Neiman Marcus nears deal on bankruptcy

Bloomberg

Neiman Marcus Group Inc is closing in on a deal with lenders led by Pacific Investment Management Co that would slash the department-store chain’s debt load by more than half in exchange for control of the company, according to people with knowledge of the matter.
The plan would be part of a bankruptcy court filing that could come as soon as this week, the people said. Lenders including Pimco, Davidson Kempner Capital Management and Sixth Street Partners would provide the company with more than $600 million to stay in business during the court process, said the people,
who asked not to be identified because the discussions are
private. Those lenders and others would swap their debt
for equity in the reorganised company.
Representatives for Neiman Marcus, Pimco, Davidson Kempner and Sixth Street declined to comment.
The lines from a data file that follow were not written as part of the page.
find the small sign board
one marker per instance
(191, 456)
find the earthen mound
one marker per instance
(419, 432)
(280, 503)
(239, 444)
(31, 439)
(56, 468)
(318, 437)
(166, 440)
Neiman has struggled for years to find its footing as traffic fell at malls and department stores. The Dallas-based company reached a deal with creditors last year that bought it time for a turnaround. But with its stores shuttered since March by the Covid-19 pandemic, efforts to cut its more than $4.3 billion of debt took on a new level of urgency.
The retailer had been considering a competing financing proposal from a second group of creditors including Mudrick Capital Management that would provide the retailer with $700 million of capital, people with knowledge of the talks said. The proposal was contingent on the company pursuing an outright sale in bankruptcy, rather than a debt restructuring. Neiman rejected that plan, the people said.
Neiman, which is owned by Ares Management Corp and the Canada Pension Plan Investment Board, is among a number of retailers with heavy debt loads that are now threatening to be toppled by the pandemic.
Neiman Marcus intends to maintain most of its stores through the restructuring. Some could later be closed after additional reviews of their performance, they said.